Let me say before going any further, I am a hammock novice, and have not attempted any DIY hammock gear.

After buying the Ember, I weighed it on a kitchen scale. With the stuff sack, it weighs in at exactly 2lbs (32oz). It does not come with any instructions, however the Ember Setup Guide is available on ENO’s website. The specs on the tag list out:

8’6″ – 35ozp
30d ripstop sil nylon shell
30d ripstop nylon inner
Hi-loft synthetic insulation
Universal fit
Sil Nylon compression stuff sack

There have been some improvements in the Ember from video reviews I’ve seen on YouTube. Gone are the ENO emblazoned edges along the top of the quilt. Gone are the bungee cord closure system. New (unless I missed them in the reviews) are a shock cord attachment system.

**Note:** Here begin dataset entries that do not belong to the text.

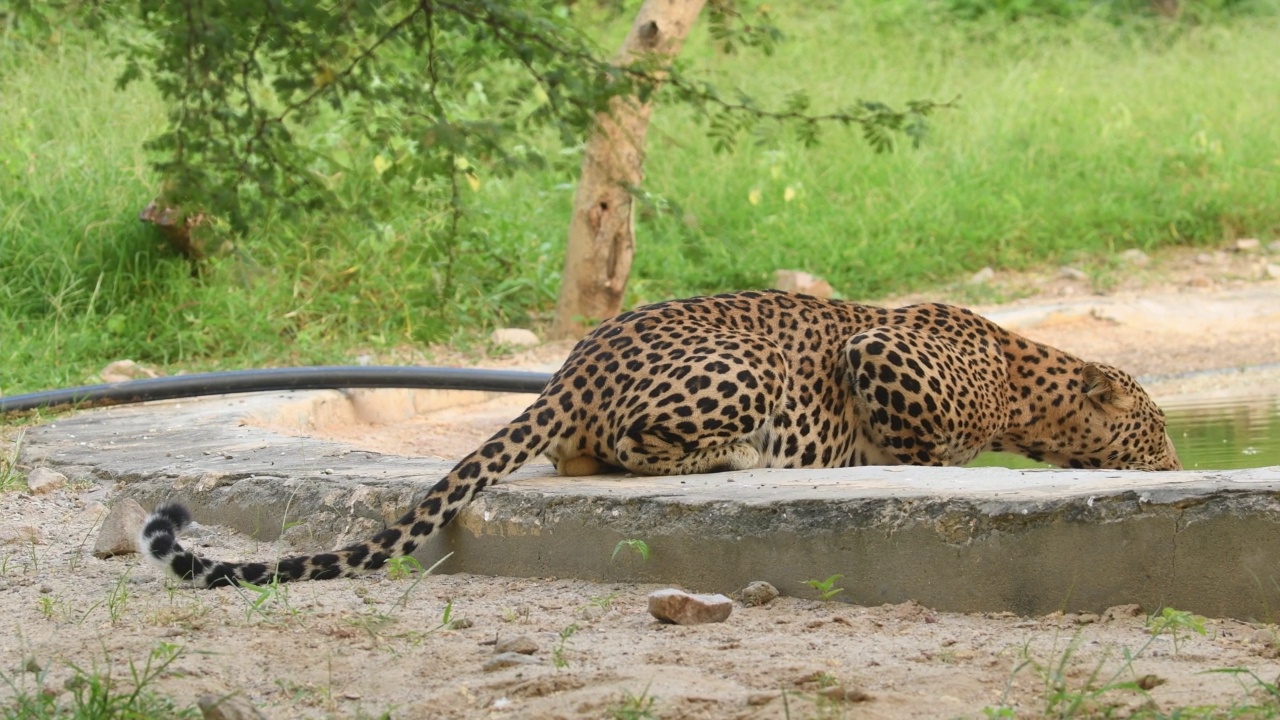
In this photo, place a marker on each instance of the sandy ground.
(374, 646)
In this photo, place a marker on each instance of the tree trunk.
(602, 233)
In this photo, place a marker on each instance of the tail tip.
(172, 514)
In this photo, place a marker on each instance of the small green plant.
(634, 706)
(99, 695)
(636, 546)
(10, 479)
(118, 597)
(1174, 623)
(421, 575)
(827, 588)
(265, 596)
(48, 606)
(561, 650)
(402, 568)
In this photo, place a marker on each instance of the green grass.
(1070, 141)
(97, 693)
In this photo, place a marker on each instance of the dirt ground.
(380, 646)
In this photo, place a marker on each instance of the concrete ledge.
(963, 540)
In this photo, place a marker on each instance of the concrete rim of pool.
(951, 538)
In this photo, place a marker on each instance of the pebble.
(759, 593)
(120, 529)
(522, 645)
(517, 337)
(800, 281)
(126, 370)
(1134, 256)
(22, 534)
(508, 660)
(1120, 613)
(982, 277)
(227, 707)
(42, 479)
(846, 695)
(685, 609)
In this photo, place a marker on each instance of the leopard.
(763, 379)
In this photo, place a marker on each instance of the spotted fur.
(767, 379)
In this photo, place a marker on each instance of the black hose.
(278, 379)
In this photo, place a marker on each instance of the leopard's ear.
(1104, 390)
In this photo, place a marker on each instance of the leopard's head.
(1098, 418)
(1116, 424)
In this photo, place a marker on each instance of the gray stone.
(21, 534)
(759, 593)
(1134, 256)
(228, 707)
(982, 277)
(508, 660)
(119, 532)
(513, 337)
(686, 609)
(800, 281)
(126, 370)
(42, 479)
(522, 645)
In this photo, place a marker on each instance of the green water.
(1210, 434)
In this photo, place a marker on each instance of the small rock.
(228, 707)
(522, 645)
(759, 593)
(1134, 256)
(119, 533)
(22, 534)
(982, 277)
(42, 479)
(508, 660)
(800, 281)
(1120, 613)
(845, 695)
(515, 337)
(685, 609)
(126, 370)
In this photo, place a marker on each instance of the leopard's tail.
(522, 440)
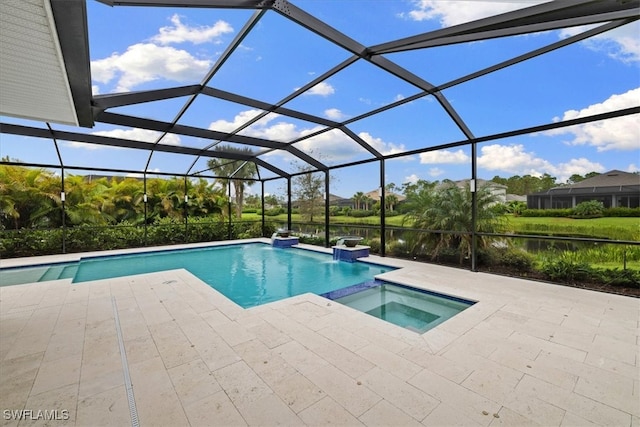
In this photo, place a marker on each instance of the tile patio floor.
(527, 353)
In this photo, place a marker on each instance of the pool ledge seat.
(284, 242)
(350, 254)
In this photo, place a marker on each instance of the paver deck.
(528, 353)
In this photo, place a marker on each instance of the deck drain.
(133, 411)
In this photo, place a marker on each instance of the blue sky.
(142, 48)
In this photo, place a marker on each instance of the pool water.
(410, 308)
(248, 274)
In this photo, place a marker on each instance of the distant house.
(375, 195)
(614, 189)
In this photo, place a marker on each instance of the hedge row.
(33, 242)
(568, 213)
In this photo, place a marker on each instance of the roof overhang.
(44, 61)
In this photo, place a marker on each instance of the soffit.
(35, 81)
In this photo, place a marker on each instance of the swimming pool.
(249, 274)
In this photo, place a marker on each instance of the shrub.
(360, 213)
(557, 213)
(622, 212)
(334, 210)
(274, 211)
(374, 245)
(399, 248)
(588, 209)
(516, 259)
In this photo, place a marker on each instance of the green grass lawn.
(611, 227)
(607, 228)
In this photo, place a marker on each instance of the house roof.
(612, 178)
(614, 181)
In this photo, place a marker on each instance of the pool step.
(57, 272)
(68, 272)
(52, 273)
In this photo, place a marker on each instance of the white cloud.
(621, 43)
(444, 156)
(332, 145)
(621, 133)
(452, 12)
(145, 62)
(180, 33)
(515, 160)
(322, 89)
(434, 172)
(334, 114)
(413, 178)
(385, 148)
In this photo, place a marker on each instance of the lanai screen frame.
(607, 14)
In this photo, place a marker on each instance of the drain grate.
(133, 411)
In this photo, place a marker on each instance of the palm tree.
(204, 199)
(447, 209)
(391, 200)
(357, 198)
(242, 171)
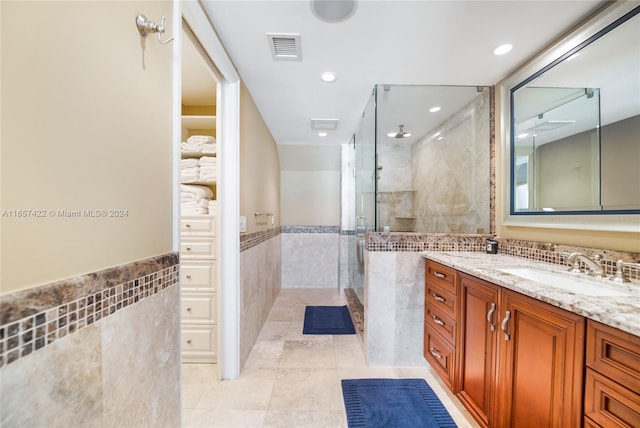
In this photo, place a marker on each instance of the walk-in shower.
(420, 163)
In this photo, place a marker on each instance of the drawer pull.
(435, 353)
(438, 321)
(506, 319)
(490, 316)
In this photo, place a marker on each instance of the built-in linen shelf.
(389, 192)
(199, 121)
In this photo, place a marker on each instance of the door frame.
(228, 153)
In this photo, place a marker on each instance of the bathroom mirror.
(571, 140)
(575, 128)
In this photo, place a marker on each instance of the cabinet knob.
(506, 319)
(490, 316)
(435, 353)
(438, 321)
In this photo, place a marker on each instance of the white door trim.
(228, 148)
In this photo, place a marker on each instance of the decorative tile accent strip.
(34, 318)
(310, 229)
(250, 240)
(397, 241)
(556, 253)
(541, 251)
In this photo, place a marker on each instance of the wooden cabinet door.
(541, 364)
(477, 346)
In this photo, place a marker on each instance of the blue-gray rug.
(327, 320)
(393, 403)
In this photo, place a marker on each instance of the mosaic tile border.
(412, 242)
(250, 240)
(539, 251)
(35, 318)
(310, 229)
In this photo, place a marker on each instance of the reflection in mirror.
(575, 143)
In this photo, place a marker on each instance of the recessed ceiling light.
(328, 76)
(503, 49)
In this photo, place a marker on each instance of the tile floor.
(291, 379)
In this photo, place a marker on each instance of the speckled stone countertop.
(620, 311)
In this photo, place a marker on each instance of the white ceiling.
(383, 42)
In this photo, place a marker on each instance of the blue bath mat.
(327, 320)
(393, 403)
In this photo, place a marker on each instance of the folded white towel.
(189, 163)
(200, 192)
(201, 139)
(207, 160)
(209, 149)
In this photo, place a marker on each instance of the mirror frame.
(557, 52)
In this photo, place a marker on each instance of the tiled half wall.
(100, 349)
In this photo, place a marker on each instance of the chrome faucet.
(594, 265)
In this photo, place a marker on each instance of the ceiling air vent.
(285, 46)
(324, 124)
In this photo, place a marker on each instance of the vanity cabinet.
(520, 360)
(441, 312)
(612, 383)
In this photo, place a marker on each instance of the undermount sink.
(579, 285)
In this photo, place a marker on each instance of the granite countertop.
(621, 311)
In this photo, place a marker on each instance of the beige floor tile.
(306, 389)
(308, 353)
(304, 419)
(251, 391)
(223, 418)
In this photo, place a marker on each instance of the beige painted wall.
(259, 167)
(86, 125)
(311, 198)
(622, 241)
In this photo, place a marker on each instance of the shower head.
(400, 134)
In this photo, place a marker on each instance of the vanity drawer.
(441, 323)
(614, 353)
(203, 224)
(198, 275)
(198, 247)
(199, 344)
(440, 354)
(437, 297)
(198, 307)
(444, 276)
(608, 404)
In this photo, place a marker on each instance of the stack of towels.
(198, 145)
(197, 199)
(204, 169)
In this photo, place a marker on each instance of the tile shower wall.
(394, 285)
(452, 174)
(310, 256)
(100, 349)
(260, 282)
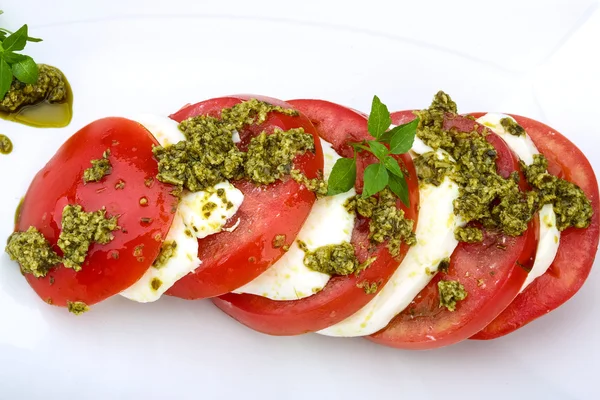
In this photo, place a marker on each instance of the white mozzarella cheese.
(549, 235)
(435, 242)
(328, 223)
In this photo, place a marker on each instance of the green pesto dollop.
(79, 230)
(571, 206)
(368, 287)
(99, 169)
(32, 251)
(484, 196)
(451, 292)
(5, 144)
(512, 127)
(333, 259)
(167, 251)
(387, 222)
(209, 155)
(270, 157)
(468, 234)
(51, 86)
(77, 307)
(431, 170)
(315, 185)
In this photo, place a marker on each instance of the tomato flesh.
(111, 268)
(232, 259)
(578, 247)
(492, 273)
(341, 297)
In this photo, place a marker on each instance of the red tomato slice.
(341, 297)
(492, 272)
(232, 259)
(111, 268)
(577, 249)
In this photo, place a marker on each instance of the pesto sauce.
(451, 292)
(167, 250)
(48, 103)
(387, 222)
(571, 206)
(209, 156)
(333, 259)
(33, 252)
(79, 230)
(5, 145)
(484, 195)
(77, 307)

FixedByDoc stated a weight of 2lbs5oz (per ENO), which has been cut.

Anticipating today would be a slow day at the shop, I took my ENO gear to work with me to give it a try. I hung it up between the lifts! The setup was easy and I had it attached to my DoubleNest hammock in no time. (I use SlapStrapPros as well, if anyone is wondering.) The shock cord attachment has a cord lock on it. Loop the hammock carabiner through the shock cord, keeping the cord lock on top. Once attached, slide the cord lock all the way up to meet the Ember. Once you get into the hammock, the cord locks slide out as a self-adjustment to keep just the right amount of tension on the underquilt.

Without the bungee straps to keep the top closed, this seems to have definitely moved away from the peapod concept that I’ve read some people lay on it. It was easy enough to get a diagonal lay across the hammock, and I never felt any tension on my back as I lay in it. Without the top being closed, there will be much more need for a top quilt or sleeping bag.

So, overall my initial observations are positive. I like how it looks, and the quality is there. These hot South Carolina days are still in full effect, so I won’t be able to test the temperature until this fall. My first trial run will be in about a month when I take it to Linville Gorge. Consequently, this will also be my first time sleeping in the DoubleNest Hammock as well. Once I can test it at low temps, I’ll post a complete review. For the preliminary, it’s looking good.